Что съ нимъ такое? Отчего его кроткіе глаза такъ суровы стали? Отчего его мягкій голосъ будто громъ загремѣлъ? Покраснѣлъ весь и ходитъ, и ходитъ. Подойдетъ къ женѣ и зубами щелкнетъ; ну щелкнулъ разъ, щелкнулъ бы два, а то разъ двадцать, бестія, щелкнетъ. Ужасъ напалъ на бѣдняжку. Не знаетъ, что дѣлать, что думать. Отойдетъ онъ отъ нея, она успокоится, но не надолго; онъ походитъ, походитъ и опять зубами: щелкъ, щелкъ...
-- Ухъ! хорошо бы съ каперцами, да подъ бѣлымъ соусомъ! крикнулъ онъ вдругъ женѣ и опять: щелкъ, щелкъ!
Поблѣднѣла сначала Наташа, потомъ посипѣла словно сахарная бумага и дрожитъ, дрожитъ, точно желе дрожитъ!
-- Жиру-то, жиру-то сколько, кричитъ онъ и все ходитъ, и ходитъ, глаза налились кровью и зубами щелкаетъ и облизывается.
А громъ-то, а молнія-то, а вѣтеръ... Ой страшно...
Вотъ онъ ходилъ, ходилъ и сѣлъ.
Она дрожала, дрожала и перестала: думала, что прошло у него...
Анъ -- нѣтъ!
Онъ сидѣлъ, сидѣлъ и всталъ, да какъ крикнетъ:
-- Хорошій ростбифъ!
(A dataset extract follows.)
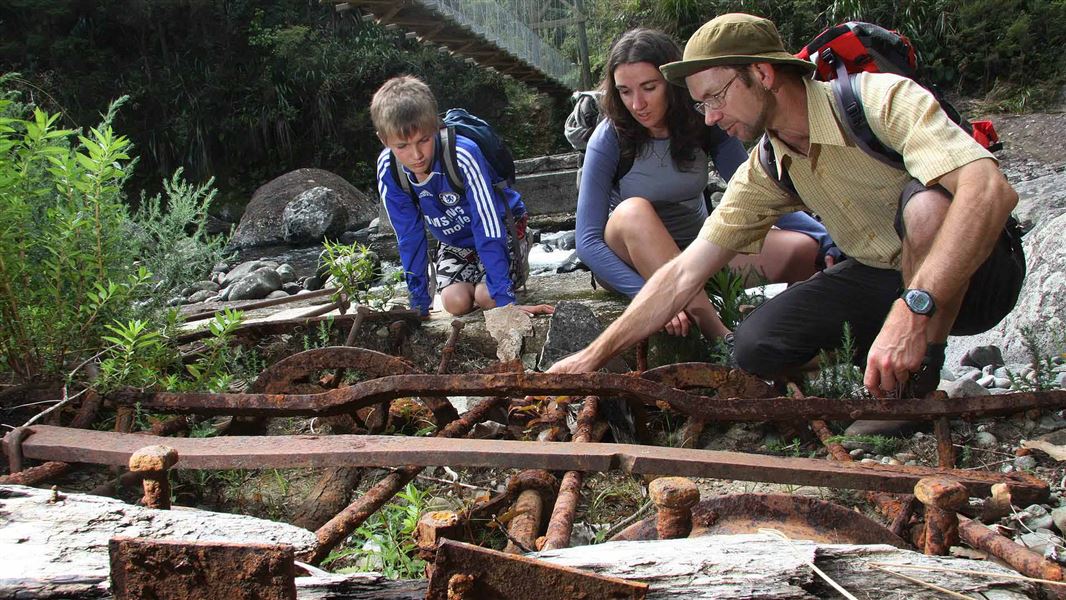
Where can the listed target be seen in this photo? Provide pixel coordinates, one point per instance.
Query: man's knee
(922, 215)
(760, 352)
Гдѣ ножикъ? гдѣ? А самъ все чаще и громче щелкаетъ зубами, чаще облизывается.
-----
Зарѣзалъ извергъ жену свою, не смотря на ея слезы и мольбы, не смотря на ея указаніе, что и безъ нея говядины много.
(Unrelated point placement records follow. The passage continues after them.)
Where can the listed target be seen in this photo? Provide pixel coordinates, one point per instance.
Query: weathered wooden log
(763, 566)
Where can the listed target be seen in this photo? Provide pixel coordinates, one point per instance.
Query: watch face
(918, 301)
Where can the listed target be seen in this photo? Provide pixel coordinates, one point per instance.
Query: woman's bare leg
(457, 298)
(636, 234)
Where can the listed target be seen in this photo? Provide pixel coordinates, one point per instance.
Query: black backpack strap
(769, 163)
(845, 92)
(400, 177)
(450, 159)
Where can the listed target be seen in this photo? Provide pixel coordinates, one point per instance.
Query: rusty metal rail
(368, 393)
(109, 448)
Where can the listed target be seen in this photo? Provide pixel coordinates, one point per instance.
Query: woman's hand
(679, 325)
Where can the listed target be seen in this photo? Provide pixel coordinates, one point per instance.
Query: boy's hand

А какъ молила-то бѣдная мужа-злодѣя! Не внялъ мольбамъ...
Зарѣзалъ и разрѣзать. Разрѣзалъ и велѣлъ одну половину на ледникъ снести, а другую изготовить къ ужину.
Готовятъ, а онъ точно бѣшеный ходитъ по комнатѣ и глаза выворачиваетъ.
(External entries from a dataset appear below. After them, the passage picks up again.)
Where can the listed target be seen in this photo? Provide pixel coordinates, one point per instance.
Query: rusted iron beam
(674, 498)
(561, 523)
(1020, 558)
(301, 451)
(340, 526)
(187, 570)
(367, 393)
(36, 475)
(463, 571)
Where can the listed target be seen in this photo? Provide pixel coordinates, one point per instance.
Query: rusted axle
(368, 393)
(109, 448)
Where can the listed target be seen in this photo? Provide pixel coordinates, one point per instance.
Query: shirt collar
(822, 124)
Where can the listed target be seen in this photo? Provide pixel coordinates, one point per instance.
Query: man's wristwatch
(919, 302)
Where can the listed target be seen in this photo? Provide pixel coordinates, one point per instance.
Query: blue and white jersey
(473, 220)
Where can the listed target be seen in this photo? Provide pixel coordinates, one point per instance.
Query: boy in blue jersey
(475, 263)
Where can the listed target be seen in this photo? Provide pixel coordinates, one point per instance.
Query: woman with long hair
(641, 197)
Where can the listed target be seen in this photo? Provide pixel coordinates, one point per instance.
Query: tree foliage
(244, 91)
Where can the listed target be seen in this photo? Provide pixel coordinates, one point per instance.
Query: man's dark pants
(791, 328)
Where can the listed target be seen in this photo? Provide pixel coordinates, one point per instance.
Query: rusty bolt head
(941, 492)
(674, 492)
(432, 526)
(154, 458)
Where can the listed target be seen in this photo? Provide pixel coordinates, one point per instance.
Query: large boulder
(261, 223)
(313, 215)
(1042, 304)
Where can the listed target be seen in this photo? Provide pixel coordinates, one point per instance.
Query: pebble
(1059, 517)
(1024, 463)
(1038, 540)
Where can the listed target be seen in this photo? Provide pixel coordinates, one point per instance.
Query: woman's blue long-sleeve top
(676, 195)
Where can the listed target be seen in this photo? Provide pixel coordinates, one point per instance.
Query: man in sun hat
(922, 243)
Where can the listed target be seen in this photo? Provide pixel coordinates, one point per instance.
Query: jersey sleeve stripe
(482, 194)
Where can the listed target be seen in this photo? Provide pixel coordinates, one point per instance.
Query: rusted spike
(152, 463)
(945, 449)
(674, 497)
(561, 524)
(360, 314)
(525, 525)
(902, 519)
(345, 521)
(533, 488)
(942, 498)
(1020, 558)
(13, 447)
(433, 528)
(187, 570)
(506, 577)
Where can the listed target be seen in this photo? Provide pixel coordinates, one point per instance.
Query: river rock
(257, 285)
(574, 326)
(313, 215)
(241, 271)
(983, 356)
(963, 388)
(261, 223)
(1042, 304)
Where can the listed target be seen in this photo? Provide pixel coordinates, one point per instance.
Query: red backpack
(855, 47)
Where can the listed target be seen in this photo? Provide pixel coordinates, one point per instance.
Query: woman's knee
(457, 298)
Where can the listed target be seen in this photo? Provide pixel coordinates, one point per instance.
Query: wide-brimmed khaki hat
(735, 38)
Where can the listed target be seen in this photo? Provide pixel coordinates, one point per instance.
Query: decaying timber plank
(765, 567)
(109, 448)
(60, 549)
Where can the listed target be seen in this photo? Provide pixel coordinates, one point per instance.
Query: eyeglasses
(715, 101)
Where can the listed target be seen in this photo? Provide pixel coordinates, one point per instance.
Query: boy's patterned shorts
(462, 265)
-- Скорѣй! скорѣй! кричитъ онъ поминутно. Не несутъ. Онъ самъ побѣжалъ на кухню и стать помогать по вару. Ну и точно: дивно зажарилъ онъ жену! дивное жаркое и разныя другія блюда вышли.
Вотъ готово все и онъ садится за ужинъ.
Зала освѣщена, горитъ сотнями огней, а на дворѣ гроза, громъ, молнія, темень. Не смущается всѣмъ этимъ ужасный человѣкъ и только кости хрустятъ на зубахъ у чудовища.
Да, въ эту ужасную ночь, ужасное творилось: тишина ночи лишь грома раскатами нарушалась, да дикими криками мужа убійцы:
-- Горчицы! Французской горчицы! Анчоусовъ!
Выпьетъ вина, либо водки и снова кричитъ:
-- Огурчиковъ свѣжепросольныхъ! Капусты!
Всю ночь безобразникъ жену свою ѣлъ и къ утру заснулъ лишь.